Одна из них, по приказу хозяйки, поднесла гостье чарку вина. Таня замотала головой, мертвенно стиснула губы. Тогда старуха, перемигнувшись с Туляком, поклонилась Тане в пояс и неожиданно изо всех сил ударила кулаком по зубам. Девушка стукнулась затылком об стену. Алые струйки крови медленно поплыли по подбородку.
Туляк, не обращая внимания на свою полонянку, уселся за стол и потребовал вина.
— Неужто муж аль родитель приказному продал? — спросила Таню соседка, заботливо вытирая с лица ее кровь.
— Кривдой увел! — жестко свернула глазами девушка.
— А нас родители продали… За недоимки.
И, точно оправдываясь перед кем-то, виновато потупилась.
— Нешто одюжить людишкам немочным подать цареву?
Всю ночь бражничали приказные. Таня защищалась до последней возможности и сдалась лишь, когда потеряла сознание.
Под утро Туляк вышел как бы за своим делом на улицу. Поджидавшие на углу языки тотчас же ринулись в избу. Перепуганная хозяйка попыталась бежать через окно, но ее схватили и с силой бросили об пол.
Приказные наспех одевались, дружелюбно переговаривались с языками.
— То мы нарочито и ноченьку ночевали в вертепе сем непотребном, чтобы без обману прознать, зря ли болтают, аль впрямь тут блудные твари на искушение христианам гнездятся.
Девушек, обвиненных в блуде, вместе в хозяйкой погнали в застенок. С ними уволокли и Таню.
ГЛАВА VI
Великая сила мастеровых и мелких торговых людишек собралась после обедни на Красной площади, у храма Василия Блаженного.
— Волим к царю с челобитною!
Ближние люди царевы набросились с кулаками на стрелецких полуголов.

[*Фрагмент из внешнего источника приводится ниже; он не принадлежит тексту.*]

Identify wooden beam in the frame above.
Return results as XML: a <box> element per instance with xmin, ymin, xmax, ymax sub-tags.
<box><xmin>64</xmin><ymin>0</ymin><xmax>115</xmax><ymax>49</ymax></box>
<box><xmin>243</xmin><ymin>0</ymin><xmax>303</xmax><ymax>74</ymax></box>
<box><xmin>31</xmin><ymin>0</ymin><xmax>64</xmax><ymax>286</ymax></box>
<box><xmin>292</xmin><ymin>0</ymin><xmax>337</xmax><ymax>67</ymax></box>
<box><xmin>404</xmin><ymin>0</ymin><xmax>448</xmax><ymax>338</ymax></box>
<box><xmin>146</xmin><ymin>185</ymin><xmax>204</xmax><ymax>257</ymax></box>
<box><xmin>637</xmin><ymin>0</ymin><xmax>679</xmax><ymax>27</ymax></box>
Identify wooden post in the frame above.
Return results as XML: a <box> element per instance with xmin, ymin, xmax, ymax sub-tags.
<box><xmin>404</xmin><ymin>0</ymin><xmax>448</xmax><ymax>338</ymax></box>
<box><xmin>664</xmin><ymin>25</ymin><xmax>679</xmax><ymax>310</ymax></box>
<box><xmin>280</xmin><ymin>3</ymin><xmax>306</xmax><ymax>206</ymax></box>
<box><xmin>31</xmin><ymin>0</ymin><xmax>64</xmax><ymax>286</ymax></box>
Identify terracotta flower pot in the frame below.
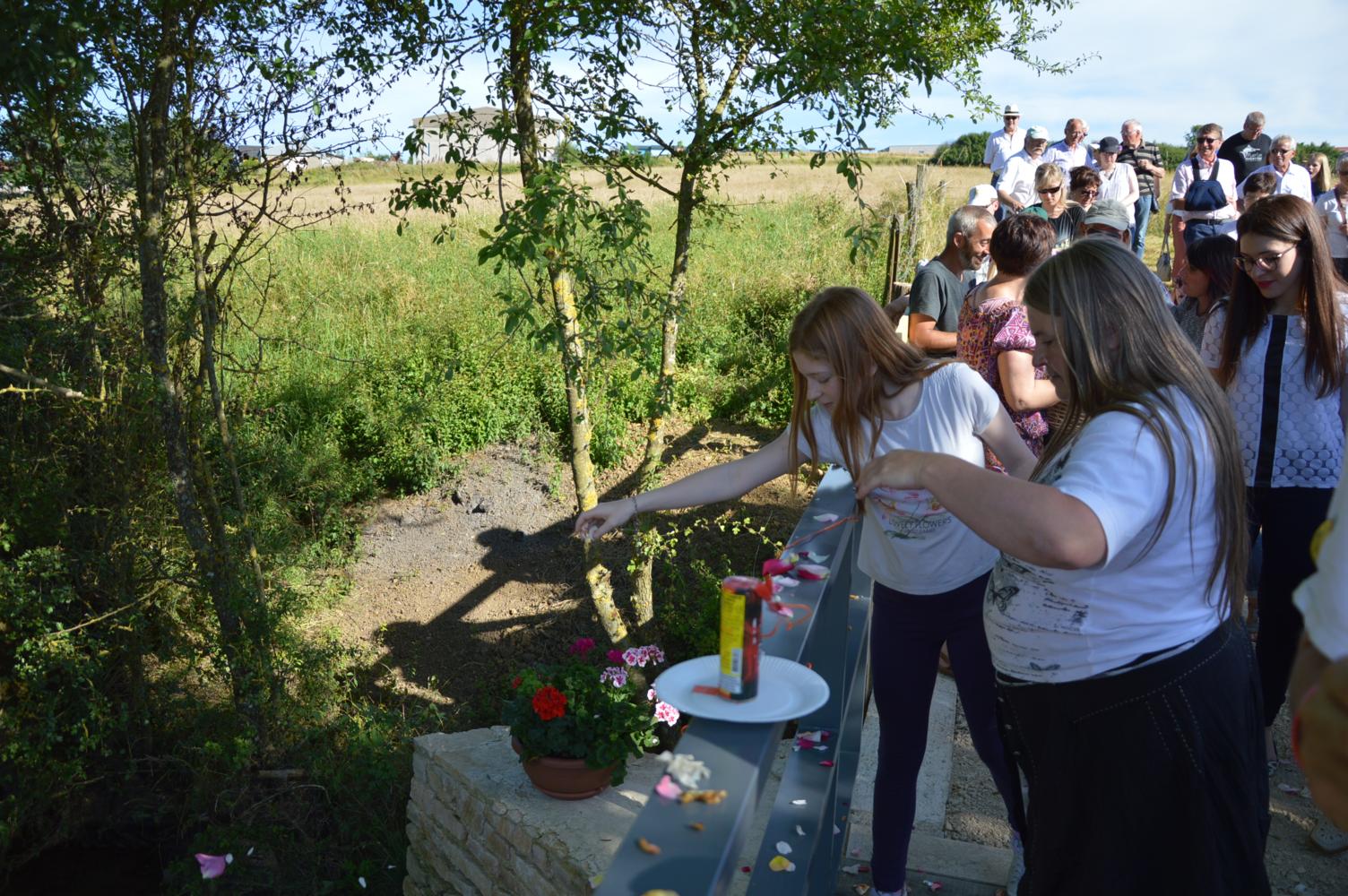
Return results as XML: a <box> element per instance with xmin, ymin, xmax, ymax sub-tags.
<box><xmin>510</xmin><ymin>737</ymin><xmax>618</xmax><ymax>799</ymax></box>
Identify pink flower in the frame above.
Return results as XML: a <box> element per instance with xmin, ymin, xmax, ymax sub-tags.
<box><xmin>655</xmin><ymin>701</ymin><xmax>678</xmax><ymax>725</ymax></box>
<box><xmin>197</xmin><ymin>853</ymin><xmax>235</xmax><ymax>880</ymax></box>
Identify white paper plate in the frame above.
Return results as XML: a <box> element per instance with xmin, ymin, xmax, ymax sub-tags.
<box><xmin>653</xmin><ymin>655</ymin><xmax>829</xmax><ymax>722</ymax></box>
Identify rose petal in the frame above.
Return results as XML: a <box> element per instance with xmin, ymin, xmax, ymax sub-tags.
<box><xmin>655</xmin><ymin>775</ymin><xmax>684</xmax><ymax>799</ymax></box>
<box><xmin>197</xmin><ymin>853</ymin><xmax>229</xmax><ymax>880</ymax></box>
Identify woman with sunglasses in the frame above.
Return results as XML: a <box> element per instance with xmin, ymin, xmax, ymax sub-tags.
<box><xmin>1026</xmin><ymin>161</ymin><xmax>1085</xmax><ymax>252</ymax></box>
<box><xmin>1203</xmin><ymin>195</ymin><xmax>1348</xmax><ymax>773</ymax></box>
<box><xmin>1316</xmin><ymin>153</ymin><xmax>1348</xmax><ymax>280</ymax></box>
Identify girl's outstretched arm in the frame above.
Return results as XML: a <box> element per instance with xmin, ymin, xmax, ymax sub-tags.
<box><xmin>575</xmin><ymin>430</ymin><xmax>790</xmax><ymax>540</ymax></box>
<box><xmin>856</xmin><ymin>452</ymin><xmax>1110</xmax><ymax>570</ymax></box>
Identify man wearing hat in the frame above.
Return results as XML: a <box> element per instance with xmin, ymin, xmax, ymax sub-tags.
<box><xmin>1077</xmin><ymin>199</ymin><xmax>1170</xmax><ymax>307</ymax></box>
<box><xmin>982</xmin><ymin>102</ymin><xmax>1024</xmax><ymax>186</ymax></box>
<box><xmin>998</xmin><ymin>124</ymin><xmax>1049</xmax><ymax>214</ymax></box>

— Так-то блюдете вы покой государев?
Служилые виновато отступали.
— Нешто можно нам православных христиан в храм не пущати?
Алексея всполошил рокот толпы. Когда отошла служба, он, посоветовавшись с Милославским, приказал допустить к нему челобитчиков.
Точно изваянный из камня и золота, сидел на троне важный и недоступный царь. Рядом с ним, такой же величественный и строгий, восседал, опираясь на палицу, патриарх. Ниже, до отказу задрав бороды к подволоке и выпятив животы, разместились на лавке ближние бояре.
Объятые трепетом, по одному, вползали на четвереньках выборные. Колотясь головой об пол, они благоговейно лобызали царский сапог и неслышно отталкивались в сторону Когда обряд целования окончился, Алексей разрешил челобитчикам встать.
— Сказывайте, по какой пригоде пожаловали.
Выборные переглянулись, но никто из них не решался заговорить. Тогда Никон наугад ткнул посохом в первого попавшегося старика.
— Во имя Отца и Сына и Святого Духа, реки.
Старик, покряхтывая, опустился на колени и жалко уставился на царя
— Лихо нам, государь, горемычным сиротинам твоим!
— Лихо? — поморщился Алексей и с недоумением поглядел на патриарха.
Милославский заерзал на лавке и погрозил кулаком челобитчику.
— Лихо! —повторил выборный, не заметив угрозы Милославского. — Не дай, нам, преславный, природным своим холопам и сиротинам, от иноверцев и приказных жить в скудости и нищете.
Никон гневно поднялся.
— А ведомо ль вам, какую годину мать наша. Русь православная, переживает?
Царь остановил его мягким движением руки
— Не сбивай. Пущай печалуется да памятует что всяческая слеза сиротин моих — моя слеза.
Ободренный старик благодарно коснулся губами государева сапога.
— А бьем челом на том, государь, чтобы все были в тягле и в свободе иль в льготах равны, чтоб во всем народе мятежа и розни не было.
Милославский еле сдержался, чтобы не наброситься на смелого челобитчика. Алексей же, умиленно уставившись на образа, зашептал пухлыми губами молитву и, кончив склонился к выборному
— Восстань!
В повлажневших глазах царя сквозила скорбь.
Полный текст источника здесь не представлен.